Developing an Akka edge

Chapter 5: Routers

Up to this point in the book, we've looked at some uses of actors. While you can certainly build complicated chains of actors cooperating via message passing, you haven't really seen the components that allow for building more interesting and complex actor topologies. This is where routers (and dispatchers, covered in the next chapter) enter the picture.

Routers are a mechanism Akka provides to handle the flow of messages to actors. They allow for grouping actors together and sending messages to different actors based upon a variety of different rules. Dispatchers, on the other hand, are more concerned with the actual management of the actors' execution. In fact, they are themselves instances of ExecutionContext, which we briefly looked at earlier in the context of futures.

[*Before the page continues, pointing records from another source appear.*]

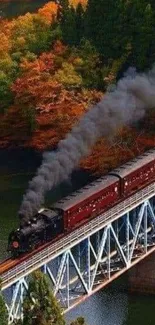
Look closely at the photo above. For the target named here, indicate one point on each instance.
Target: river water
(112, 305)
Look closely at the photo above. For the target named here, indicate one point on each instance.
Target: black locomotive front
(45, 226)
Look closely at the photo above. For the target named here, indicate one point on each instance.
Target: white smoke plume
(132, 97)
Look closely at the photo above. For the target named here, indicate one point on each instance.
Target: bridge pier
(141, 278)
(87, 259)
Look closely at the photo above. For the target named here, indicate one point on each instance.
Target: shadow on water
(14, 8)
(110, 306)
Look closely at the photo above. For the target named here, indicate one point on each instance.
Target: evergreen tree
(140, 32)
(104, 26)
(67, 21)
(3, 311)
(79, 22)
(40, 306)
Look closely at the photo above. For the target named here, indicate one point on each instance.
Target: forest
(57, 63)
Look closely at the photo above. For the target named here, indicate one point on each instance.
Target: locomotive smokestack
(132, 96)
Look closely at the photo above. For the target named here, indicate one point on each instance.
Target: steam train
(84, 204)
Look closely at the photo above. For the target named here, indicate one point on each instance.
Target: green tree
(40, 306)
(79, 23)
(3, 310)
(5, 92)
(104, 26)
(141, 32)
(68, 23)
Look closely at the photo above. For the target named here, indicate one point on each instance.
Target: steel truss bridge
(90, 257)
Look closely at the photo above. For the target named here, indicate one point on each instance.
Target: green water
(111, 306)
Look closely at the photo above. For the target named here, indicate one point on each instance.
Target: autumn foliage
(46, 86)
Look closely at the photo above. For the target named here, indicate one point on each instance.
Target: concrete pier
(141, 278)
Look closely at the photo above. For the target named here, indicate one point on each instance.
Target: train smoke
(127, 103)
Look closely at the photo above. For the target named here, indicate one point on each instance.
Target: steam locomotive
(84, 204)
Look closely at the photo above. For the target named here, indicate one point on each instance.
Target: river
(110, 306)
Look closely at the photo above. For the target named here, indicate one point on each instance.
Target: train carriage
(136, 173)
(89, 201)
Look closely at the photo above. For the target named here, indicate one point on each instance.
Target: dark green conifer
(40, 306)
(3, 311)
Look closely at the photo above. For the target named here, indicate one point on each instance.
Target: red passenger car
(137, 173)
(89, 201)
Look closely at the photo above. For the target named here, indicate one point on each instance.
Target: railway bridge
(87, 259)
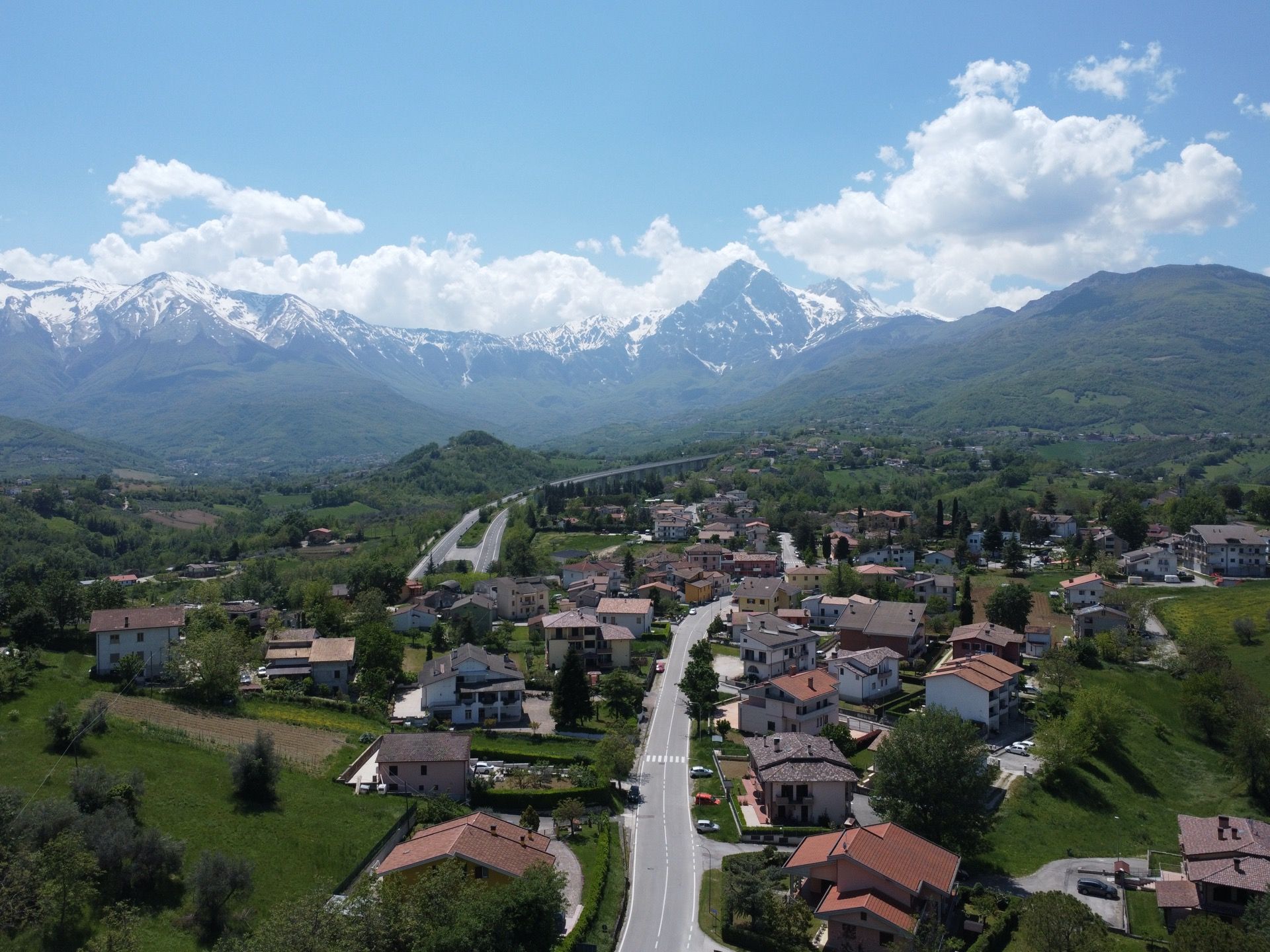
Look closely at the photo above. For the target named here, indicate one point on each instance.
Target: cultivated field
(304, 746)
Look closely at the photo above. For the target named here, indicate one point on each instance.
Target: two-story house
(810, 579)
(148, 633)
(982, 690)
(469, 684)
(796, 703)
(874, 885)
(635, 615)
(1235, 551)
(771, 647)
(987, 639)
(1082, 590)
(603, 647)
(900, 626)
(867, 677)
(800, 778)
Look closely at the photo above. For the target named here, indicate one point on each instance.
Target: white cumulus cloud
(1111, 77)
(1249, 107)
(1001, 198)
(243, 244)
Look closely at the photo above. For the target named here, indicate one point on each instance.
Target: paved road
(447, 547)
(667, 853)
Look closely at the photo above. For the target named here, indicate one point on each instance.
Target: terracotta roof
(332, 651)
(887, 850)
(988, 633)
(806, 686)
(1081, 580)
(1176, 894)
(427, 746)
(134, 619)
(882, 905)
(478, 838)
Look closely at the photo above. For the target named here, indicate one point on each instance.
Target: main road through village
(667, 852)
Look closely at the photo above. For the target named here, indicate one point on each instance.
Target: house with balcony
(603, 647)
(982, 690)
(1082, 590)
(874, 885)
(470, 684)
(900, 626)
(987, 639)
(800, 779)
(771, 647)
(867, 677)
(1226, 863)
(148, 633)
(793, 703)
(1235, 551)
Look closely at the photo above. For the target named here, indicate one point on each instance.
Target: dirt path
(305, 746)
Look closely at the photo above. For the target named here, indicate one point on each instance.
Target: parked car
(1096, 888)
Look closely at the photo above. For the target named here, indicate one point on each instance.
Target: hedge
(509, 801)
(591, 894)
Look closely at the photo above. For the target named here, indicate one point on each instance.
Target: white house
(470, 684)
(135, 631)
(1082, 590)
(867, 676)
(981, 688)
(635, 615)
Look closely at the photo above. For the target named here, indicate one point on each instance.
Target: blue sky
(472, 165)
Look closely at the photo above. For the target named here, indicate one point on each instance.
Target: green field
(1214, 611)
(1122, 804)
(316, 836)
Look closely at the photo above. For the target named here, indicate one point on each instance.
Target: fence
(396, 834)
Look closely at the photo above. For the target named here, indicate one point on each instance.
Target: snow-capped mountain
(107, 360)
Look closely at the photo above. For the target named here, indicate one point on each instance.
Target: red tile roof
(478, 838)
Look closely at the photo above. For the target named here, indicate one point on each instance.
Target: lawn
(1214, 611)
(1121, 804)
(189, 796)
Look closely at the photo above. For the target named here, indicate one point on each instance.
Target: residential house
(1151, 564)
(867, 677)
(469, 684)
(1082, 590)
(826, 610)
(981, 688)
(944, 559)
(635, 615)
(900, 626)
(810, 579)
(1090, 619)
(771, 647)
(1235, 551)
(799, 703)
(874, 885)
(802, 779)
(755, 565)
(987, 639)
(148, 633)
(489, 848)
(517, 600)
(763, 594)
(897, 555)
(1226, 863)
(601, 645)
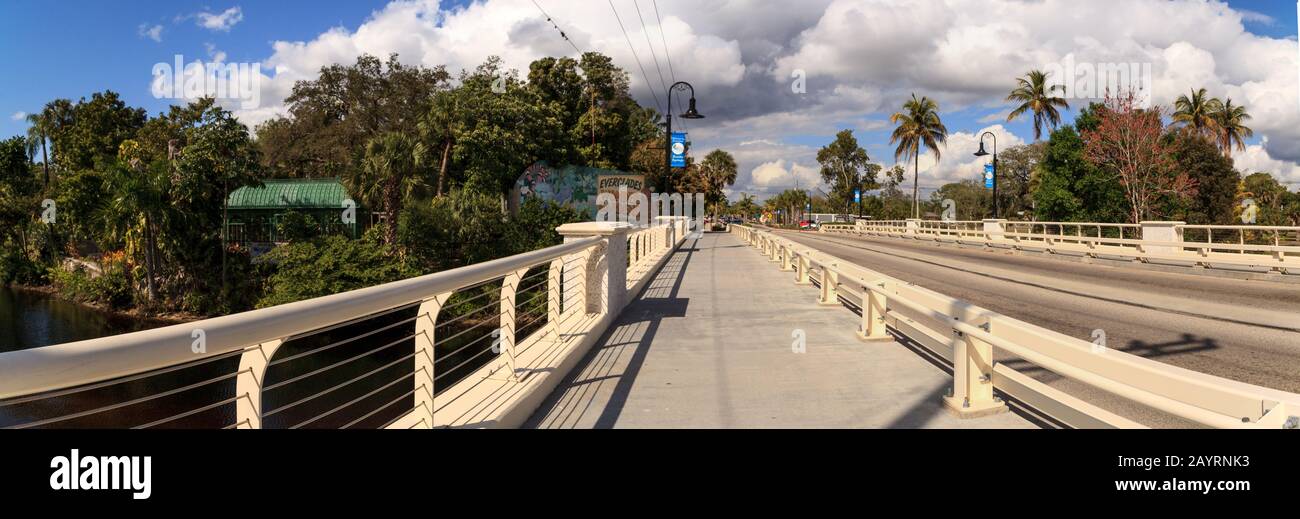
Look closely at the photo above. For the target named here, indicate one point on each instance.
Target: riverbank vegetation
(109, 206)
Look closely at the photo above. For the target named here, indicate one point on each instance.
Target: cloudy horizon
(857, 59)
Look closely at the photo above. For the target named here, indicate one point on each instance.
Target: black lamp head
(690, 111)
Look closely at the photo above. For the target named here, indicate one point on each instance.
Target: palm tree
(918, 125)
(1197, 112)
(1035, 95)
(716, 172)
(1230, 121)
(37, 135)
(440, 128)
(137, 204)
(389, 173)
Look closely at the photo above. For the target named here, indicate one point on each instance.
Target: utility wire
(653, 52)
(666, 55)
(558, 29)
(649, 85)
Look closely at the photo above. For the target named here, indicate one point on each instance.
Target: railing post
(973, 379)
(801, 268)
(995, 230)
(425, 341)
(508, 324)
(874, 307)
(252, 373)
(1165, 232)
(606, 279)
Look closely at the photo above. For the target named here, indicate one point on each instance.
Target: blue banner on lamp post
(679, 150)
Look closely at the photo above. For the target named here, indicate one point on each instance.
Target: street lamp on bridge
(690, 113)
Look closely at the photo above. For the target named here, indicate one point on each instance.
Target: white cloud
(1256, 159)
(222, 21)
(862, 59)
(957, 159)
(154, 33)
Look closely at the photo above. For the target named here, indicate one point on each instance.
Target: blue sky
(73, 48)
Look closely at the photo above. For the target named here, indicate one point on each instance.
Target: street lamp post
(997, 206)
(690, 113)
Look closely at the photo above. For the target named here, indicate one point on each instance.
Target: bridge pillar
(605, 277)
(1169, 232)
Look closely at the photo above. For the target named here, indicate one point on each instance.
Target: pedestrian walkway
(711, 344)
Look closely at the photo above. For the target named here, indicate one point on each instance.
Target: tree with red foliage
(1127, 143)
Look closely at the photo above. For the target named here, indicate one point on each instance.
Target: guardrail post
(1168, 232)
(973, 379)
(874, 307)
(606, 279)
(801, 268)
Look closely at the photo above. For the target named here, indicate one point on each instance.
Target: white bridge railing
(1249, 247)
(966, 334)
(476, 346)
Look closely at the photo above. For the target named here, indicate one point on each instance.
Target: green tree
(503, 129)
(333, 117)
(970, 198)
(846, 167)
(1015, 174)
(918, 125)
(94, 129)
(1036, 96)
(1066, 186)
(389, 176)
(1213, 174)
(329, 266)
(215, 158)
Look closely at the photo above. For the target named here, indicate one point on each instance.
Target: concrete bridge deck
(709, 344)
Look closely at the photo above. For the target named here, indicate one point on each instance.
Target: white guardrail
(966, 334)
(371, 358)
(1244, 247)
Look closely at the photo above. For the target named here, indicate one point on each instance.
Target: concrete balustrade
(586, 284)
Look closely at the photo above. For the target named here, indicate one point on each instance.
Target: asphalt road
(1247, 331)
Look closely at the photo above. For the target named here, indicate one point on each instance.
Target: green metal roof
(290, 193)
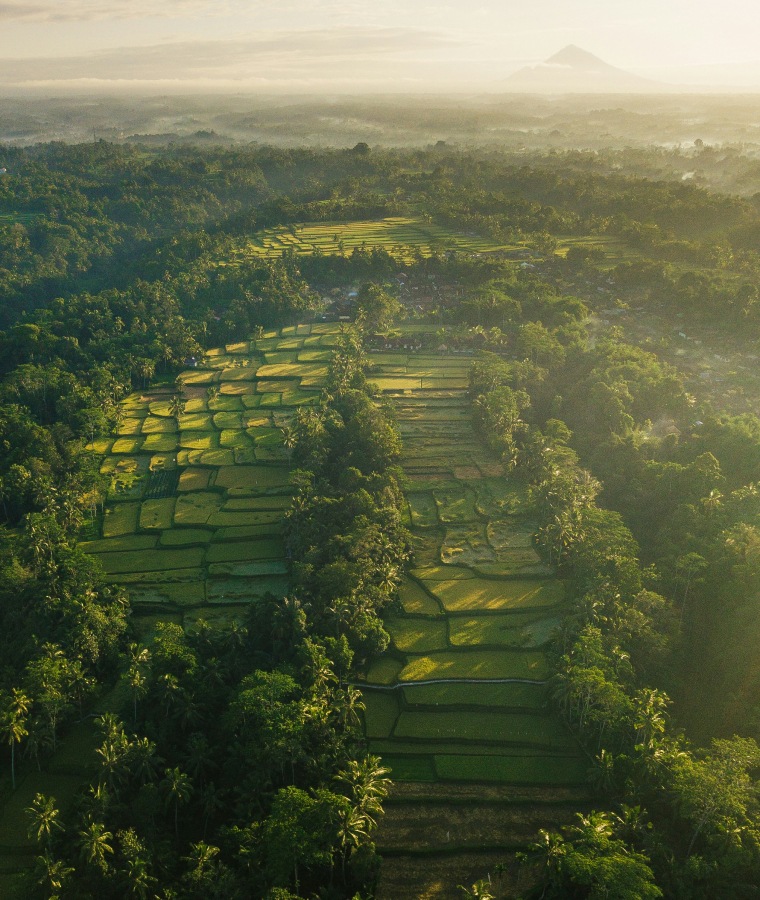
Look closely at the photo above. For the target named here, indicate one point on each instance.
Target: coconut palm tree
(94, 844)
(178, 789)
(43, 818)
(13, 724)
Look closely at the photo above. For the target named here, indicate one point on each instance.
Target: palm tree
(52, 874)
(178, 789)
(177, 407)
(138, 682)
(139, 880)
(200, 858)
(94, 844)
(43, 819)
(143, 760)
(13, 722)
(367, 786)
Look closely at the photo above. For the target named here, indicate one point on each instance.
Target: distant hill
(573, 71)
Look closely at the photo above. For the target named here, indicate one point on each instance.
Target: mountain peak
(575, 70)
(577, 58)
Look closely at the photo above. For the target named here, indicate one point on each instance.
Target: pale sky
(352, 45)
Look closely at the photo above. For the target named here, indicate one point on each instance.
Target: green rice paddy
(401, 237)
(193, 519)
(461, 694)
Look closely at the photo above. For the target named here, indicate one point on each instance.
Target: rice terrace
(397, 235)
(194, 527)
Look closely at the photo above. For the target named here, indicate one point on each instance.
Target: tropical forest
(379, 522)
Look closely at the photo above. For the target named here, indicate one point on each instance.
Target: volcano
(576, 71)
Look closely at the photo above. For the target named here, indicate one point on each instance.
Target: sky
(364, 45)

It's easy to get confused at times about which you should choose, given a specific problem, between a router or a dispatcher. Hopefully, by the end of this chapter you will begin building an intuitive sense of when each of these provide an appropriate solution.

The basics of routers

The basic purpose of a router is to provide a means to determine where messages are sent between a group of possible actors. You can think of these as being similar to a load-balancer in front of a typical web application. In fact, one of the most common use cases for routers in Akka is to balance some load across a set of actors. This can be used quite effectively for situations that call for possibly limited or costly resource usage, like what you might typically see in, for instance, a pool of database connections or other external resources (connections to external dependencies is a common scenario here).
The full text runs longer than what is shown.